Der Blick in die Akten kann für Betroffene von sexualisierter Gewalt ein Puzzlestück sein, um ihre eigene Geschichte aufzuarbeiten. Anhand von Belegen kann eine Auseinandersetzung mit dem Geschehen stattfinden. Doch auch gesellschaftliche Aufarbeitung braucht den Blick in die Archive. Ziel der Tagung war es, ein Bewusstsein für den Umgang mit sensiblen Dokumenten zu sexueller Gewalt gegen Kinder und Jugendliche zu schaffen. Außerdem sollte diskutiert werden, wie Quellen besser gesichert werden können, und wie ein besserer Zugang für Forschende und Betroffene ermöglicht werden kann.
Zu Beginn forderte der Bundestagsabgeordnete und religionspolitische Sprecher der SPD, Prof. Dr.
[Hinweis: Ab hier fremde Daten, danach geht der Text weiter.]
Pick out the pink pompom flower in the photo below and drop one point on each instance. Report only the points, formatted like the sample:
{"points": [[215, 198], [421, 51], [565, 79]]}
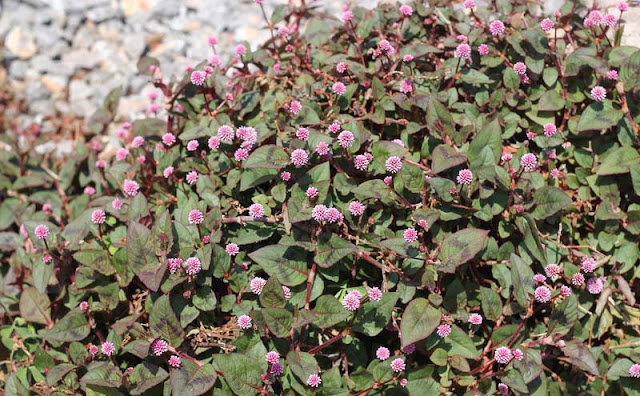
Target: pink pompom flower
{"points": [[398, 365], [393, 164]]}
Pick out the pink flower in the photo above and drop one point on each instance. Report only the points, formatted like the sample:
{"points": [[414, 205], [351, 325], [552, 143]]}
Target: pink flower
{"points": [[287, 292], [393, 164], [465, 176], [130, 187], [322, 148], [232, 249], [577, 279], [244, 321], [333, 215], [346, 139], [588, 264], [361, 162], [193, 266], [214, 142], [547, 24], [502, 355], [257, 284], [406, 10], [410, 235], [463, 51], [41, 231], [241, 50], [382, 353], [272, 357], [520, 68], [173, 264], [312, 192], [174, 361], [302, 133], [226, 133], [398, 365], [108, 348], [299, 157], [552, 270], [192, 177], [314, 380], [542, 294], [374, 294], [198, 77], [406, 86], [598, 93], [443, 330], [256, 211], [496, 28], [116, 204], [338, 88], [595, 285], [98, 216], [159, 346], [475, 319], [295, 107], [634, 371], [351, 301], [319, 212], [168, 139], [528, 162], [356, 208]]}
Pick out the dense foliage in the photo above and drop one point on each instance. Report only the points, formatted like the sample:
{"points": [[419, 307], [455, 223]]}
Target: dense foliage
{"points": [[427, 199]]}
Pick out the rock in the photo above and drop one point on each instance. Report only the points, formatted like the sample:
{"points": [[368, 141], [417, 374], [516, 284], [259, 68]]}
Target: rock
{"points": [[20, 42]]}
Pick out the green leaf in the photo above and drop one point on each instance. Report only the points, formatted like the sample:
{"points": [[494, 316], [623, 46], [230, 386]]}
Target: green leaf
{"points": [[268, 156], [419, 320], [522, 280], [142, 258], [445, 157], [278, 320], [72, 327], [491, 303], [581, 357], [240, 372], [191, 379], [145, 376], [164, 323], [331, 249], [549, 201], [288, 264], [302, 364], [34, 306], [272, 295], [328, 312], [619, 161], [563, 317], [373, 316], [204, 299], [460, 247], [599, 115]]}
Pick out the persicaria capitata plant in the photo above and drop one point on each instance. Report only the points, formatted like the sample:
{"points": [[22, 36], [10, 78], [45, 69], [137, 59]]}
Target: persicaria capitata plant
{"points": [[417, 199]]}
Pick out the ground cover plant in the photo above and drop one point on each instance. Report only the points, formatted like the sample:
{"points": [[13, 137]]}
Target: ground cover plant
{"points": [[413, 200]]}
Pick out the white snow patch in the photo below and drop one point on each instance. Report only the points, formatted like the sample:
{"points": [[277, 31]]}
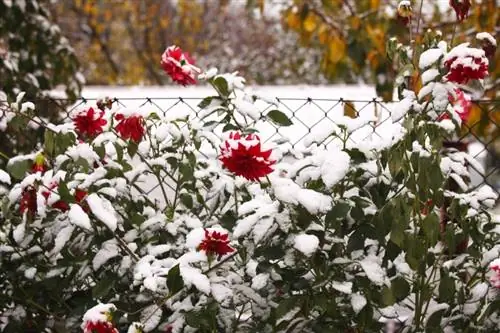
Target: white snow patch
{"points": [[307, 244]]}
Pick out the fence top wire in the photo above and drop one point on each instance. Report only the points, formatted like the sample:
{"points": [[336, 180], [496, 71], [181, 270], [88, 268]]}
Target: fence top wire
{"points": [[311, 114]]}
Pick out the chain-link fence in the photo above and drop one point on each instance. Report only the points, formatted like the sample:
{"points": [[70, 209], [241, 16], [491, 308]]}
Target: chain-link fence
{"points": [[480, 135]]}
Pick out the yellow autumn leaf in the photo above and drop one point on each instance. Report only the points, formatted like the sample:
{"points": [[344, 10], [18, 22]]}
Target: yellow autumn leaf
{"points": [[310, 23], [336, 49], [350, 110], [293, 20]]}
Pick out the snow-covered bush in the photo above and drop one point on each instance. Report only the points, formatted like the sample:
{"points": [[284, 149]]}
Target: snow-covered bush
{"points": [[240, 235]]}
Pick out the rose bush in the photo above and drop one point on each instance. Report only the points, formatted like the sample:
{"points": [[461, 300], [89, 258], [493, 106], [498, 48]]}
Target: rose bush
{"points": [[247, 236]]}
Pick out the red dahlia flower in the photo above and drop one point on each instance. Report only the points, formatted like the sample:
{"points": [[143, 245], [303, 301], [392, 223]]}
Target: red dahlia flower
{"points": [[28, 201], [38, 164], [495, 278], [89, 123], [215, 243], [465, 63], [179, 65], [461, 105], [244, 157], [461, 8], [130, 127], [99, 327]]}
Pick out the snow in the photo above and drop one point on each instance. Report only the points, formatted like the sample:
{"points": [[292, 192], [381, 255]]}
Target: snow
{"points": [[4, 177], [193, 276], [486, 36], [104, 213], [98, 313], [29, 273], [374, 272], [78, 217], [260, 281], [429, 57], [464, 52], [108, 250], [344, 287], [358, 302], [307, 244]]}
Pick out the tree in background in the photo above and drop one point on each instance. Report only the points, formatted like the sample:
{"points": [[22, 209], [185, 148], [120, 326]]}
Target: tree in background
{"points": [[35, 58], [352, 34], [121, 42]]}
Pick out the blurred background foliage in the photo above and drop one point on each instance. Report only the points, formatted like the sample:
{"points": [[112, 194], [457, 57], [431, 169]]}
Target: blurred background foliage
{"points": [[267, 41]]}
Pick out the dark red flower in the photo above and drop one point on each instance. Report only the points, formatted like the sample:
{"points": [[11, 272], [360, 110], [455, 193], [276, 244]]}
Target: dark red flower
{"points": [[461, 8], [179, 65], [99, 327], [244, 157], [130, 127], [461, 105], [215, 243], [28, 201], [38, 164], [102, 104], [464, 64], [404, 12], [488, 44], [89, 123], [495, 278]]}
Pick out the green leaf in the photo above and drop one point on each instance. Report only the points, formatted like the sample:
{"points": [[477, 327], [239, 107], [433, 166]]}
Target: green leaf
{"points": [[229, 127], [387, 296], [187, 200], [279, 118], [400, 288], [132, 148], [49, 142], [174, 280], [286, 305], [430, 225], [220, 84], [18, 169], [103, 286], [434, 322], [446, 287], [206, 101], [63, 191]]}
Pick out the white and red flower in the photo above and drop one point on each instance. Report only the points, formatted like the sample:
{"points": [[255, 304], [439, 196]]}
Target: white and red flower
{"points": [[215, 243], [461, 8], [131, 127], [495, 268], [89, 123], [462, 105], [179, 65], [465, 63], [98, 319], [244, 157]]}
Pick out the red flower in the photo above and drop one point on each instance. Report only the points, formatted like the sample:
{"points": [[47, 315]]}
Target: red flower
{"points": [[244, 157], [89, 123], [465, 63], [28, 201], [38, 164], [99, 327], [130, 127], [179, 65], [215, 243], [461, 105], [495, 278], [461, 8], [404, 12]]}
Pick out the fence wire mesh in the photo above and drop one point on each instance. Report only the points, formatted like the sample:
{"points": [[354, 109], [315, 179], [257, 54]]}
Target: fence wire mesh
{"points": [[480, 136]]}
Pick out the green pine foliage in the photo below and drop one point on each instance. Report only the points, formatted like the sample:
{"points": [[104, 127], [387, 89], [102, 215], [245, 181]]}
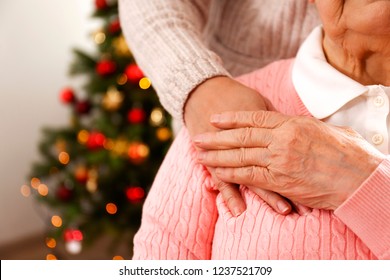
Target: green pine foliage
{"points": [[112, 148]]}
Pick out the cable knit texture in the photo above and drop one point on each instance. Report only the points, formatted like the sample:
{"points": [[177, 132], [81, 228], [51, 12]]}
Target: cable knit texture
{"points": [[181, 43], [183, 218]]}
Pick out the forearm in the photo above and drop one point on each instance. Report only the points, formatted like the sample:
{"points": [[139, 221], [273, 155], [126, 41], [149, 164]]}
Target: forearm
{"points": [[216, 95], [367, 211], [165, 38]]}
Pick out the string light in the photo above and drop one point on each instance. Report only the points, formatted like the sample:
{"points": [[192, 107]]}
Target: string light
{"points": [[99, 37], [25, 191], [51, 257], [121, 80], [138, 152], [35, 182], [157, 117], [135, 194], [111, 208], [83, 136], [43, 190], [64, 158], [56, 221], [144, 83], [51, 242]]}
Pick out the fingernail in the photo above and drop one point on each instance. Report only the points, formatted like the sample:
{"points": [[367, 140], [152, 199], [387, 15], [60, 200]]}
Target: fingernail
{"points": [[198, 139], [216, 118], [237, 211], [282, 206], [201, 155]]}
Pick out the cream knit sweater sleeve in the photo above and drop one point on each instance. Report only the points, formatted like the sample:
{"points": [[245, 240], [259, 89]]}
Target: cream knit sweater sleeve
{"points": [[166, 40]]}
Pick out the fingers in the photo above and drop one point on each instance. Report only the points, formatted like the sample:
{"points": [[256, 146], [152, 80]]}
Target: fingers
{"points": [[301, 209], [230, 194], [262, 119], [234, 138], [276, 201], [250, 176], [235, 157]]}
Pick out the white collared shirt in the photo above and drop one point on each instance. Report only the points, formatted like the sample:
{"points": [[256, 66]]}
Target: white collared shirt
{"points": [[335, 98]]}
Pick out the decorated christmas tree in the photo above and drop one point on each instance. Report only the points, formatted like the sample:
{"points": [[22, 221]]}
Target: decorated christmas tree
{"points": [[95, 173]]}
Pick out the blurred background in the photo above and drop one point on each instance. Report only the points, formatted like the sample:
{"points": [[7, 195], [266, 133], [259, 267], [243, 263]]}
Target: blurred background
{"points": [[36, 43], [36, 38]]}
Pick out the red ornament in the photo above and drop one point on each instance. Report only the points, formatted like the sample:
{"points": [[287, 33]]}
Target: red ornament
{"points": [[96, 140], [64, 194], [83, 107], [101, 4], [73, 235], [135, 194], [114, 26], [105, 67], [67, 95], [136, 115], [134, 73]]}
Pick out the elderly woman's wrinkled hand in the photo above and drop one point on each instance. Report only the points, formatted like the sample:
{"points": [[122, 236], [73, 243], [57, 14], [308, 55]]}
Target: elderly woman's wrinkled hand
{"points": [[301, 158]]}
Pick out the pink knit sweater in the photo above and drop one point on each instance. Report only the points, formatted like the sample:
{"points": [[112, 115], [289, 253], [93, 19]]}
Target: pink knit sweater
{"points": [[184, 218]]}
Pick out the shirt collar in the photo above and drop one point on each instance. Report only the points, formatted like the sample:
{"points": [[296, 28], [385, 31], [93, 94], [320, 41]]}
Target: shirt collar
{"points": [[322, 89]]}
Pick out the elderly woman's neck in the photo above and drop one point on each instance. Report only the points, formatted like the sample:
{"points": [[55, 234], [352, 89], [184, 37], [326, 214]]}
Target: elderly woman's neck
{"points": [[366, 60]]}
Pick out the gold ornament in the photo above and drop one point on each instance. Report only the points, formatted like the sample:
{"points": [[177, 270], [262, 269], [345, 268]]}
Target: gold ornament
{"points": [[120, 147], [99, 37], [157, 117], [112, 100], [120, 47]]}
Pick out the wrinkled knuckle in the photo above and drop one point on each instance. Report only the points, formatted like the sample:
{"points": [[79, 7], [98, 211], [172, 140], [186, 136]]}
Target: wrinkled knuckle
{"points": [[252, 174], [258, 118], [245, 136], [222, 186]]}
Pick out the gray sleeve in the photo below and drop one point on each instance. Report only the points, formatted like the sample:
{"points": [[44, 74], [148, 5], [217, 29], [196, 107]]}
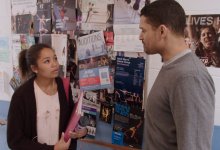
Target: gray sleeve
{"points": [[192, 105]]}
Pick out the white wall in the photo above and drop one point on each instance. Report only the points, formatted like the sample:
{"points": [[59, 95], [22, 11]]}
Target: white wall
{"points": [[5, 31]]}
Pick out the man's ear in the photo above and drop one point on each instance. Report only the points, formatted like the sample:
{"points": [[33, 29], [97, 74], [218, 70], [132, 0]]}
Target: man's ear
{"points": [[163, 30], [34, 69]]}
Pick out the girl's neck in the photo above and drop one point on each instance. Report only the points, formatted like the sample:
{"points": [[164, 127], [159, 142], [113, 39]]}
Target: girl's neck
{"points": [[48, 86]]}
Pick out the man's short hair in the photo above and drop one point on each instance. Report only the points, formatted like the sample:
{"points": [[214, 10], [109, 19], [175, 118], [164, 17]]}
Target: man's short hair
{"points": [[167, 12]]}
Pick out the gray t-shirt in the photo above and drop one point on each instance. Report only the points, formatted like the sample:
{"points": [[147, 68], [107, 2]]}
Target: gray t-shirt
{"points": [[180, 107]]}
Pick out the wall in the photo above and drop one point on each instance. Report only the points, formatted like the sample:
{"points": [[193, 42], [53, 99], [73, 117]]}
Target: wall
{"points": [[191, 7], [195, 7]]}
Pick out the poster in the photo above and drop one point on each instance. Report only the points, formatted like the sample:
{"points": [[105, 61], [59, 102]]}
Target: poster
{"points": [[202, 36]]}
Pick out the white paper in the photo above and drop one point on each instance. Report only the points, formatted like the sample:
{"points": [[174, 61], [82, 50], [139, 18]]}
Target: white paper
{"points": [[127, 38]]}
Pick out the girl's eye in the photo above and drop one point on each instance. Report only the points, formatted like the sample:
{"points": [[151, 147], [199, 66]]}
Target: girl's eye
{"points": [[46, 61]]}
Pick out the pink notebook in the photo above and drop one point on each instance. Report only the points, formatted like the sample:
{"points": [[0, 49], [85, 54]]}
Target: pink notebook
{"points": [[75, 116]]}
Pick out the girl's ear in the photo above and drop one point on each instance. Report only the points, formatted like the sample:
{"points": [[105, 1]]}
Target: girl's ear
{"points": [[34, 69]]}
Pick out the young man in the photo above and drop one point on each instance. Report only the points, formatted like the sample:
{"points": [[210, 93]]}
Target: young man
{"points": [[180, 105]]}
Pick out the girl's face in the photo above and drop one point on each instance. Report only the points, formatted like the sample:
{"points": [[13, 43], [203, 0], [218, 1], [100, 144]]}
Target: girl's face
{"points": [[47, 64]]}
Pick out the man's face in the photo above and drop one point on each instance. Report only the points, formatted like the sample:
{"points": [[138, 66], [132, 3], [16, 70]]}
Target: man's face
{"points": [[148, 36], [207, 38]]}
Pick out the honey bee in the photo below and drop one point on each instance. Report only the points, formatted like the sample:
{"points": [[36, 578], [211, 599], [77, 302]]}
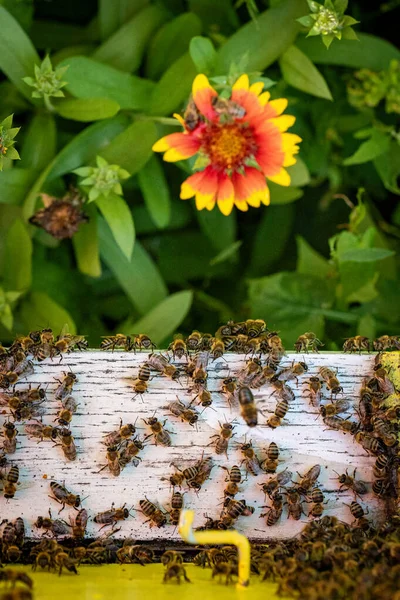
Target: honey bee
{"points": [[179, 409], [160, 363], [270, 464], [356, 344], [349, 482], [178, 347], [335, 408], [161, 435], [307, 342], [67, 443], [233, 480], [155, 515], [112, 516], [79, 525], [248, 409], [314, 387], [308, 480], [112, 342], [65, 388], [332, 382], [63, 496], [192, 116], [222, 441], [387, 342], [10, 437], [250, 459], [119, 435], [43, 432]]}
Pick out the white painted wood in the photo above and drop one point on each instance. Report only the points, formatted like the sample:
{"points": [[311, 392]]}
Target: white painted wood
{"points": [[104, 393]]}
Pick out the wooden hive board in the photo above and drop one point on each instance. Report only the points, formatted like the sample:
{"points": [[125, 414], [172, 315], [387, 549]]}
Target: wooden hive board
{"points": [[104, 393]]}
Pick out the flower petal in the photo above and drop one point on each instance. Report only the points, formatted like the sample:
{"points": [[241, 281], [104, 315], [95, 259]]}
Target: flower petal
{"points": [[203, 93]]}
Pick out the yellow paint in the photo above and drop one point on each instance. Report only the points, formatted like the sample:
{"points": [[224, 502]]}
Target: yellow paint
{"points": [[218, 537], [127, 582]]}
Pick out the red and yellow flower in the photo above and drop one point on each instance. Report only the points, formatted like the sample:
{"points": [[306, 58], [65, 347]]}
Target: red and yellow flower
{"points": [[242, 142]]}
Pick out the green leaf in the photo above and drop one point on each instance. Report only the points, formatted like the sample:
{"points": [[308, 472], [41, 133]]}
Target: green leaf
{"points": [[291, 303], [139, 278], [174, 87], [155, 190], [265, 39], [164, 319], [119, 218], [86, 245], [87, 109], [227, 253], [38, 310], [15, 185], [125, 48], [40, 142], [81, 150], [88, 78], [377, 144], [299, 72], [220, 230], [362, 255], [17, 270], [370, 52], [17, 53], [275, 225], [131, 149], [310, 262], [203, 54], [170, 42]]}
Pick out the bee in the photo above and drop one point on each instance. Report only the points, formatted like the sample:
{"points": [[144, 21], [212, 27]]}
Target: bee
{"points": [[43, 432], [142, 341], [308, 480], [275, 483], [250, 459], [161, 435], [120, 341], [79, 525], [112, 516], [222, 441], [332, 382], [178, 347], [233, 480], [307, 342], [154, 514], [119, 435], [314, 387], [179, 409], [293, 372], [335, 408], [10, 437], [176, 507], [295, 508], [270, 464], [67, 443], [51, 526], [387, 342], [63, 496], [248, 409], [192, 116], [356, 344], [160, 363]]}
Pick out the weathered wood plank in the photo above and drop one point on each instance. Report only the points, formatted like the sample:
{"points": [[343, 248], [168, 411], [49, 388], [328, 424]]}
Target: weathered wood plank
{"points": [[104, 393]]}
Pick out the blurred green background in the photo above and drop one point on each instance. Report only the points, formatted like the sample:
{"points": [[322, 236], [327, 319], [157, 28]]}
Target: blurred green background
{"points": [[323, 257]]}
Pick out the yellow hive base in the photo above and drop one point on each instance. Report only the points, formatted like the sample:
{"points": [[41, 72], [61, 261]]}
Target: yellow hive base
{"points": [[123, 582]]}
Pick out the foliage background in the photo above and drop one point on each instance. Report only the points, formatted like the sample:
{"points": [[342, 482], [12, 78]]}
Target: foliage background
{"points": [[308, 262]]}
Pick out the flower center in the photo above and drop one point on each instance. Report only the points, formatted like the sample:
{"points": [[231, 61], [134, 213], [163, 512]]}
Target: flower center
{"points": [[228, 145]]}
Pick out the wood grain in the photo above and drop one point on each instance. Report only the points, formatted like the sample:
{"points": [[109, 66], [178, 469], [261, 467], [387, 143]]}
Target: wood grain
{"points": [[104, 393]]}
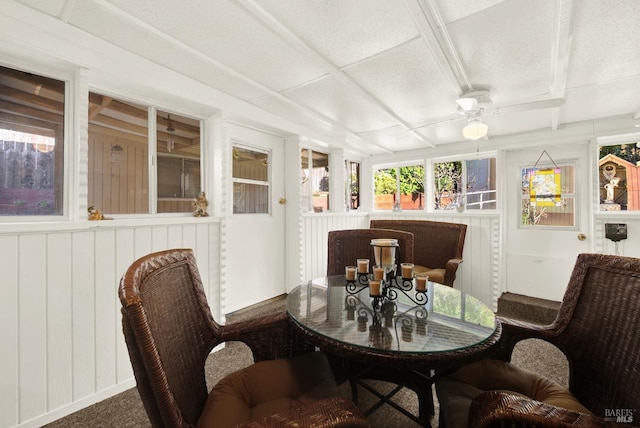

Lars Castellucci, mehr Verbindlichkeit und mehr Tempo für die Aufarbeitung sowie sichtbare Konsequenzen für sexuelle Gewalt, die Kindern und Jugendlichen angetan wurde. Er stellte in seiner Keynote einen 10-Punkte-Plan für mehr Aufarbeitung vor. Danach solle die Aufarbeitungskommission in die Lage versetzt werden, einen verbindlichen Rahmen für Aufarbeitungsprozesse vorzugeben, für ganz Deutschland gleichzeitig solle sie diese Prozesse evaluieren, dafür müsse die Kommission gestärkt werden. Organisationen, in deren Rahmen sexualisierte Gewalt gegen Kinder und Jugendliche stattfindet, müssten rechenschaftspflichtig gegenüber der Kommission werden. Diese brauche dafür eine gesetzliche Grundlage und auch eine Berichtspflicht gegenüber dem Bundestag.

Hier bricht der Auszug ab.